The other thing that you remembered which, I’m fairly sure, is not true, but is interesting, opens something up, is that my father was into Steiner’s theosophy. It’s funny because I’m sure I would have spoken about my father, his religion, the role it played in my upbringing. But (to my knowledge) my father is not into Steiner’s theosophy. But the thing is, he would be. Alongside his Evangelism he has become increasingly obsessed with nutrition, organic food, in quite an anthroposophic way. But rather than getting too deeply into my father’s idiosyncrasies, I want to kind of open this up as a topic. Fathers. Mothers. Your father is everywhere in your work. Your mother is less present to me. (And as an aside, thinking about the mother in particular in relation to Kim Hyesoon’s work).

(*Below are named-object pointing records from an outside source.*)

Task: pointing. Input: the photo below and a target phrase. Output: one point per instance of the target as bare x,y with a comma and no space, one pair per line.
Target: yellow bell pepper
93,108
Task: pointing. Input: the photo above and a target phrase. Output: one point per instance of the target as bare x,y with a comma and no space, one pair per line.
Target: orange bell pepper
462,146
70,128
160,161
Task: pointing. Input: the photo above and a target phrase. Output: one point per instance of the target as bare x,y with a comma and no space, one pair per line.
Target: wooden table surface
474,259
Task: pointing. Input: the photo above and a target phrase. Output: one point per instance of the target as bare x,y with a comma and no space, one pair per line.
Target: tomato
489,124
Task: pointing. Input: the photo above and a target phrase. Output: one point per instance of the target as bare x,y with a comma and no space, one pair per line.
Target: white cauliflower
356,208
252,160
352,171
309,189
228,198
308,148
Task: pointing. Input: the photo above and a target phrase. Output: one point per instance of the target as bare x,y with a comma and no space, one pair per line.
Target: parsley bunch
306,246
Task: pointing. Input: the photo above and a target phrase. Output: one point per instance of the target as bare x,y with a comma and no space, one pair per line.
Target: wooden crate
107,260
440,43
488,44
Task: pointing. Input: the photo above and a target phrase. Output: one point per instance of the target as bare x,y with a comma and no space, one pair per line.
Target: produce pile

There is a kind of simple explanation in that your writing is constantly reworking history and your father was a war photographer/photo-journalist and produced all of this documentary material. But I’m just kind of thinking keywords at the moment. Moving families. You have Aunt Brazil. When I was a kid my family didn’t go further than country NSW. I don’t think I ever thought about the idea of going on a plane until I was in my teens or something. I’m just thinking about the different kind of families (as units of particular coagulations of class, race, etc.) as mobile, floating, or immobile and fixed things.

It’s been nine days since you wrote your first section, which was before Russia invaded Ukraine. War refugees are heading west, mostly towards Poland, but thousands of people are arriving in Germany all the time. Everything has shifted. Nothing has settled yet.

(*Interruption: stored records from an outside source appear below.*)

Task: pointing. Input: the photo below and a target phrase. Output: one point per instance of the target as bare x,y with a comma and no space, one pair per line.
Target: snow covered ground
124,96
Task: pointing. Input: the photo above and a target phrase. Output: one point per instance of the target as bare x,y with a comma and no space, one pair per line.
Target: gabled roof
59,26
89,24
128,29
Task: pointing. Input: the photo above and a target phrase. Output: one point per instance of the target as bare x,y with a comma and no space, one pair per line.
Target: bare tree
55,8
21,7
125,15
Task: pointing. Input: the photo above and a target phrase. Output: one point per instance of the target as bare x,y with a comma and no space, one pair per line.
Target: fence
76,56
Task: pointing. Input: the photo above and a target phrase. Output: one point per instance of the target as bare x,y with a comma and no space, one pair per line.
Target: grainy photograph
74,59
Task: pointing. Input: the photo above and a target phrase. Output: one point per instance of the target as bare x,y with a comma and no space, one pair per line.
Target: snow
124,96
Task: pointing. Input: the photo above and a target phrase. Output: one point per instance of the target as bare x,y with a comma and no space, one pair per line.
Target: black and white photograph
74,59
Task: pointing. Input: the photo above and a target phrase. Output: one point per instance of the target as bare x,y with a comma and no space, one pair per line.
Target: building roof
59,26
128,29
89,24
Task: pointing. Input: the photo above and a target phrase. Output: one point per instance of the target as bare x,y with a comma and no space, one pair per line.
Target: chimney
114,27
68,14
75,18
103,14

  1. This is Marty Hiatt’s rendering of Cracheur de soupe (literally “soup spitter”) in his translation of Nathalie Quintane’s Tomates, which just recently came out. I should get you a copy, Marty has a bunch. Quintane uses the term to talk about the quid pro quo of institutionality. For example, being invited to a poetry festival, for which one receives a fee, free travel, etc., but in turn you have to grant it unwavering support, unless you want to be seen as a hand biter, which will see you blocked from future invitations.